Published by: eXtasy Books

Author : J.S. Frankel

ISBN :978-1-4874-4289-7

Page :204

Word Count :63400

Publication Date :2025-01-14

Series : #

Heat Level :

Available Formats :

Category : Young Adult , Coming Soon , (YA) Mystery and Suspense

  • Product Code: 978-1-4874-4289-7

Finding a job shouldn’t involve selling your soul...

Mark Eisen, a student of no renown, needs money for cool clothes plus a smartphone, things that’ll get him noticed, or so he thinks. He finds a job as a delivery person, and his employer is Mr. Natias, a rather mysterious gentleman with great wealth.

At first, the job goes well. Mark picks up items such as a rare stuffed toy, a belt, and a deck of cards once used by Wild Bill Hickok. But then his mojo vanishes, his job goes sour, and he almost loses his girlfriend, Rebecca, over a misunderstanding.

It’s then that Mark learns that his employer is no ordinary person. Rather, Natias is the devil himself, not the religious kind of devil, but an extremely powerful being that has existed since time began. In order not to lose his soul—or life-force—Mark will have to use every trick in the book to win the day.

No one’s ever prepared when it comes to losing a parent. I’d found that out the hard way. I’d been living in Detroit with my parents, but two months ago, a drunk driver decided to deprive me of my mother and father.

After a trial in which said driver got wheeled in while hooked up to life-saving equipment, and after the judge had decided in my favor, I got an insurance settlement that would see me through for the next few years. Beyond that, who knew?

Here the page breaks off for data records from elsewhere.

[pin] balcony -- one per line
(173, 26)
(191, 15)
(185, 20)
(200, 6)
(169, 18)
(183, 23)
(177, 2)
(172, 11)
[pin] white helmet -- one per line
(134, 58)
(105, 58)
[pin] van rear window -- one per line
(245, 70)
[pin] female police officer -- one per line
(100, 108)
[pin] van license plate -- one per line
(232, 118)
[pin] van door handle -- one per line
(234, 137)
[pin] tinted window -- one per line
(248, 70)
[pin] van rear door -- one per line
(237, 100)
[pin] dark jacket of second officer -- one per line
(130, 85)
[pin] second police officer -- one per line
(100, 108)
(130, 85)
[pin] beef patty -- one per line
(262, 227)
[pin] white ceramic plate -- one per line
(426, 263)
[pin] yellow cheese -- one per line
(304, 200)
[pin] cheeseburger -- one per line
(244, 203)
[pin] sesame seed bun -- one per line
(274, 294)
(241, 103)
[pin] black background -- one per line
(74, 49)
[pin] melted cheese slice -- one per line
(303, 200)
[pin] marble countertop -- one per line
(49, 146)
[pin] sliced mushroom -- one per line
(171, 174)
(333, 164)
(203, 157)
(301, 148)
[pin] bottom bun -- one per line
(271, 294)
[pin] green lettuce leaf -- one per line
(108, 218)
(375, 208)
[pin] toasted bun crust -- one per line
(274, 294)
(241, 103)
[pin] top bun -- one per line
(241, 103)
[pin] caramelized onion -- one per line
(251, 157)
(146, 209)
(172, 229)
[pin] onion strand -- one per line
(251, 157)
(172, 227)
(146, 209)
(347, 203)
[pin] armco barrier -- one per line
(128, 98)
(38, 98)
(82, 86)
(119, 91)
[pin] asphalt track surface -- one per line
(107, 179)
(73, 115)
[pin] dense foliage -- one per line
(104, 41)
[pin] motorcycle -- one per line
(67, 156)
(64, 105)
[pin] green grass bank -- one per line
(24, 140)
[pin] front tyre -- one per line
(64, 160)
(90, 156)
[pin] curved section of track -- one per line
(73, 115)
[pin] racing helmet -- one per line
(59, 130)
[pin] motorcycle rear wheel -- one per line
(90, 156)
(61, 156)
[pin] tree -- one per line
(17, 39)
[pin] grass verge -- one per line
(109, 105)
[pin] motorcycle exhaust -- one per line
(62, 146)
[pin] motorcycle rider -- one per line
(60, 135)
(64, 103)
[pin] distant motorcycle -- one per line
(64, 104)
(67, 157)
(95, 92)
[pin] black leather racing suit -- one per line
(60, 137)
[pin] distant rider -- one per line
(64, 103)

I’d have given it all back if I could see my parents again. But that wasn’t going to happen, and the harsh reality was that even though I now had a fair amount of money, it wasn’t all mine. Not yet. My parents had never left a will, so everything had to go to probate, and until such time as the court decided matters, I had to rely on the goodwill of my aunt.

Also, being seventeen, under the law, I needed a guardian. My attorney, Jordan Pellers, a friend of my father’s, contacted my Aunt Lucy, my late father’s sister. Both sets of my grandparents were gone, and my mother, like me, had been an only child.

The judge agreed, and after the documents were signed, he made arrangements for me to take a train to Chicago and meet up with my aunt.

At the station, we waited for the train to pull in. It was ten in the morning, and the passengers swirled around us. I paid them no attention. Mr. Pellers extended his hand, and we shook. “Mark, I’m sorry this happened. Your father and I were close. We went to school together, and if there was any other way—”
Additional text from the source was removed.